In an interview with news publication Light Reading, SpiderCloud Wireless CEO Mike Gallagher claimed a partnership with Nokia Networks wherein Nokia had been reselling SpiderCloud’s multi-mode 3G/4G enterprise small-cell solutions since February. Nokia responded by publicly denying any partnership between the two firms, adding that Nokia had supplied SpiderCloud’s solutions to a single specific customer and citing confidentiality agreements with the customer that prevent any further disclosure on the matter. A few tense online comments were exchanged.

If you reacted to all this by thinking, “Gee, these two don’t seem much like partners,” you weren’t alone in that, either.

Part of this squabble appears semantic; Nokia rejects the term “partnership” to describe the arrangement, and SpiderCloud hasn’t refuted Nokia’s key justification for rejecting the term – namely, that the activity in question pertains only to a single operator customer. But a few other facts are relevant:

• Nokia’s Flexi Zone Indoor Controller became generally available this month, enabling a distributed indoor enterprise small-cell solution that represents a new direct competitor to SpiderCloud’s E-RAN. So Nokia has good reason to want to avoid confusion on this topic.

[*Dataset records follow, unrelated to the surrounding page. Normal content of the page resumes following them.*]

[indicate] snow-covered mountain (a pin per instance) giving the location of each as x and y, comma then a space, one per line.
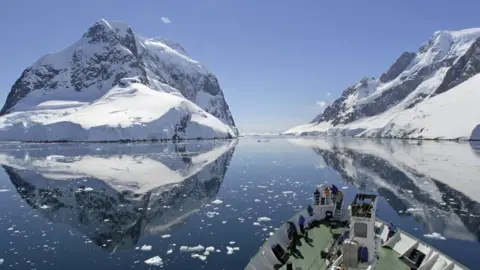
429, 94
118, 194
114, 84
413, 178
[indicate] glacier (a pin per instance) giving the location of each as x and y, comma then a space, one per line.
113, 85
430, 94
139, 190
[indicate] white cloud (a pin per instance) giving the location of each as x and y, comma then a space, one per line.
165, 20
322, 104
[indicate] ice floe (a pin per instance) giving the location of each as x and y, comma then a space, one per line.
211, 214
217, 201
192, 249
157, 261
230, 250
146, 248
201, 257
434, 235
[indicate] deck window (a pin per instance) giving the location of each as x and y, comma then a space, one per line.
360, 230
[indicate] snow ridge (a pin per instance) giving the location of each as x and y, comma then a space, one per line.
424, 95
69, 94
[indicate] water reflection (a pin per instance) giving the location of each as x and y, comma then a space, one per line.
437, 183
117, 194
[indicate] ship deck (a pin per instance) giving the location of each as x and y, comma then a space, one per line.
320, 237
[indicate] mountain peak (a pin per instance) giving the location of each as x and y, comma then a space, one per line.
405, 97
101, 29
102, 63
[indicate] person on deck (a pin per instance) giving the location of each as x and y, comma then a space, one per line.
316, 195
392, 229
339, 200
334, 189
310, 210
301, 224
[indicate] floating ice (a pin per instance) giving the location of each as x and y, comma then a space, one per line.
230, 250
211, 214
434, 235
191, 249
154, 261
201, 257
217, 201
146, 248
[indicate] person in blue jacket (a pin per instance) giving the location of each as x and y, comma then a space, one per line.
392, 229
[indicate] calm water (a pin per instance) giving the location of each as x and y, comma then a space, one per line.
92, 206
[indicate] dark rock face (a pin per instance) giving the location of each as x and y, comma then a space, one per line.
460, 69
398, 67
116, 55
466, 67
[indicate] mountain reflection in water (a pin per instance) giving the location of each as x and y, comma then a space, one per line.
82, 206
437, 183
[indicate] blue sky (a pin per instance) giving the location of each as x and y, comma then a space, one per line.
276, 59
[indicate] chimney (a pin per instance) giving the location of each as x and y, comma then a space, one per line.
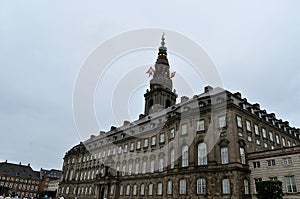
208, 89
126, 123
184, 99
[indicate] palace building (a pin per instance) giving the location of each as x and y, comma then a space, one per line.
197, 148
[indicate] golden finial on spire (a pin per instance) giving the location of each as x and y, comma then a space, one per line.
163, 40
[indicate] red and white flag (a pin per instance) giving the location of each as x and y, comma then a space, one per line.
172, 74
150, 71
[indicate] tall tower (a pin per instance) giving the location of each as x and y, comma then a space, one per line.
160, 95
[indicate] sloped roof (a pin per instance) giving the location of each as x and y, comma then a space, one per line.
18, 170
53, 173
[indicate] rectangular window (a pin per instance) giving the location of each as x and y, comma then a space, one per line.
258, 142
162, 138
144, 167
249, 138
242, 155
182, 186
112, 189
183, 129
201, 186
264, 133
226, 186
239, 121
291, 184
152, 166
256, 129
128, 190
271, 136
142, 190
277, 139
153, 141
138, 145
170, 187
137, 168
161, 165
224, 155
150, 190
271, 162
132, 146
146, 142
248, 125
256, 164
130, 168
287, 161
172, 133
273, 178
125, 148
283, 141
159, 189
200, 125
246, 186
222, 121
134, 190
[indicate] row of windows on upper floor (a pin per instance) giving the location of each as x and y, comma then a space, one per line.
19, 186
263, 129
284, 141
271, 119
139, 144
149, 166
289, 182
286, 161
7, 178
128, 190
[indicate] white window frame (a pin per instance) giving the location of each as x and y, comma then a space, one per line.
202, 153
222, 121
248, 125
183, 129
182, 186
201, 125
185, 155
170, 187
159, 189
225, 186
201, 186
239, 122
224, 155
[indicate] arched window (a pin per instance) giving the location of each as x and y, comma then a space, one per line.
185, 155
202, 154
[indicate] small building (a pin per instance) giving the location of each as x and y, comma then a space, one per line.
19, 179
281, 164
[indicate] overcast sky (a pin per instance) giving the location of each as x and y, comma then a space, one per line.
254, 45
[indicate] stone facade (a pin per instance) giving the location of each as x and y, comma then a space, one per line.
197, 148
282, 164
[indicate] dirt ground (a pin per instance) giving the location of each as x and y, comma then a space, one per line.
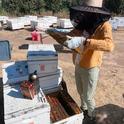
110, 91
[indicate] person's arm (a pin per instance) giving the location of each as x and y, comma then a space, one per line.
105, 44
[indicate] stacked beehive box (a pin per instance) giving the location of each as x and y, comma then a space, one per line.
43, 58
17, 109
14, 24
64, 23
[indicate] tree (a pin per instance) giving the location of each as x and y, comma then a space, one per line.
53, 5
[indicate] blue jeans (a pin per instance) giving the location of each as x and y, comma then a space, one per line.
86, 81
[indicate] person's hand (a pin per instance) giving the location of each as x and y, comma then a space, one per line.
74, 42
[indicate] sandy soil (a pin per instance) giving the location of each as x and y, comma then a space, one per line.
110, 90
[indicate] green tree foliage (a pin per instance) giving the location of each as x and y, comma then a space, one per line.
23, 6
54, 5
36, 6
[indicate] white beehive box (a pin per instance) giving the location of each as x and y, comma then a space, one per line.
4, 19
17, 109
42, 58
14, 24
64, 23
51, 82
43, 23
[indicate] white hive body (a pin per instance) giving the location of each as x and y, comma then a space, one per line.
94, 3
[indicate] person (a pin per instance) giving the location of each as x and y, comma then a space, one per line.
91, 37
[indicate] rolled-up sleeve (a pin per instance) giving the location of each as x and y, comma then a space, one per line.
105, 43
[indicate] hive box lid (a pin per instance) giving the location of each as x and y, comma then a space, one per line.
5, 50
14, 72
41, 50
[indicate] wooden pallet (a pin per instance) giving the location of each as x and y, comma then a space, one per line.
62, 106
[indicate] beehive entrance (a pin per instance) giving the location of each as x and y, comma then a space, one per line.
62, 106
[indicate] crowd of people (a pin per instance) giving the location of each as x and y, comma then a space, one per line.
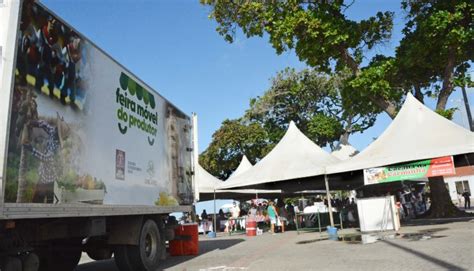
276, 215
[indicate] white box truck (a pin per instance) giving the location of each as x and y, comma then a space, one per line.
91, 158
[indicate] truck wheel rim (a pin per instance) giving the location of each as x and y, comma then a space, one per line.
150, 246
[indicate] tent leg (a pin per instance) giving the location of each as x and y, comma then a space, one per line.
328, 195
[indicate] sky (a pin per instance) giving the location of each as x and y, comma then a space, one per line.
174, 48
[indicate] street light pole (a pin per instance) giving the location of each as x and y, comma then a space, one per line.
468, 109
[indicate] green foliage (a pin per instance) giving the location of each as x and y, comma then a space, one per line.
324, 128
323, 107
234, 139
318, 31
436, 51
448, 113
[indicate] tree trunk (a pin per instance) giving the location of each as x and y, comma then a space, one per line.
386, 105
21, 192
441, 204
448, 77
418, 94
380, 101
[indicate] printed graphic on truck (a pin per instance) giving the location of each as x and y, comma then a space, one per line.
82, 129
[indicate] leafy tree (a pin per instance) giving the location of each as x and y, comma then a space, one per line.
318, 31
323, 107
432, 58
234, 139
435, 53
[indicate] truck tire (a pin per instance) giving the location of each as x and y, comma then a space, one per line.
10, 264
146, 255
59, 256
99, 254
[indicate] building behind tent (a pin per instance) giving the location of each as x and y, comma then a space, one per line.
456, 184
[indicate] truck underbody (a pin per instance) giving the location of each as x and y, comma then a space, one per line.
48, 240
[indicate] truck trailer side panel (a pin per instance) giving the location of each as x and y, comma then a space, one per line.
83, 129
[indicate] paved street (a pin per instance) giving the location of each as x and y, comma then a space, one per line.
448, 246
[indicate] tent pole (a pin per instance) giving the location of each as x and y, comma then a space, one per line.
214, 220
328, 195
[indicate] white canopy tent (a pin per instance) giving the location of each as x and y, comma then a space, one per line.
205, 181
243, 166
416, 133
208, 185
344, 152
294, 157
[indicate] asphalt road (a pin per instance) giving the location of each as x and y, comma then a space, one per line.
448, 246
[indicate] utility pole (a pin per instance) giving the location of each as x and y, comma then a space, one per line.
468, 109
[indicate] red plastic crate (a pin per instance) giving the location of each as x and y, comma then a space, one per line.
186, 240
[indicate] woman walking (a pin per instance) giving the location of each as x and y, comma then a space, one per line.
272, 215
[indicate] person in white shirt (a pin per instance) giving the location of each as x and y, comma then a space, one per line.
235, 215
310, 208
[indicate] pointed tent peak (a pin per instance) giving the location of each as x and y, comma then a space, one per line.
243, 166
205, 181
294, 139
245, 161
344, 152
294, 157
416, 133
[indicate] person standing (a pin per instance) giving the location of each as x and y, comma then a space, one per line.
235, 215
272, 215
283, 218
467, 199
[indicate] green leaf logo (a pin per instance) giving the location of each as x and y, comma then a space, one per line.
123, 81
132, 87
139, 92
146, 97
152, 101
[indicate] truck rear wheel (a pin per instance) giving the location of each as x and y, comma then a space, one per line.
146, 255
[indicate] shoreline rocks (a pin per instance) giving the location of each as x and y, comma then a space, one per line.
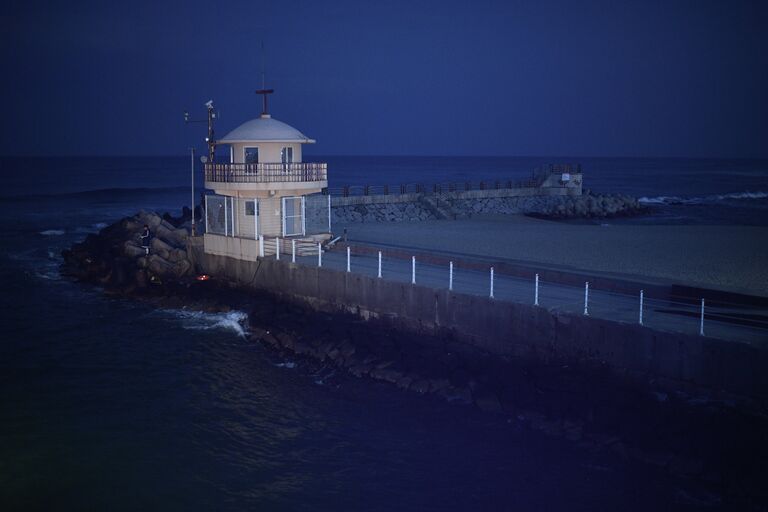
714, 444
114, 258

• SpiderCloud may point to its relationships with Cisco and NEC as a way to bolster validation for its solution beyond any operator references or engagements. This is effective partly because Cisco and NEC, neither of which have an in-house solution that competes with SpiderCloud, have been eager promoters of the relationship. Promoting a relationship that is disputed by the other party doesn’t do as much to bolster validation.

• SpiderCloud has made waves in the past with an edgy, sometimes confrontational style in its messaging. It can be entertaining, and successfully attention-getting, when it’s aimed at competitors. And SpiderCloud and Nokia are indeed competitors. But because SpiderCloud was promoting what it called a partner, the discordant nature of this week’s exchange is a bit riskier, potentially inviting questions about how well SpiderCloud works with partners in general.

This particular episode is likely to fade away quickly. But as Nokia ramps up efforts to push its newly available Flexi Zone Controller for medium and large enterprises, don’t be surprised if tension resurfaces. If history is any guide, Nokia may well end up on the receiving end of the same kind of jabs and barbs SpiderCloud has been hurling publicly at Ericsson for some time now. (After all, before they were partners, SpiderCloud was casting aspersions on Cisco’s small cell strategy; so the start-up has some experience in navigating the sometimes fast-changing roles of collaborators and competitors.)

Were this week’s moves meant as an opening salvo in such efforts? Only SpiderCloud knows for sure.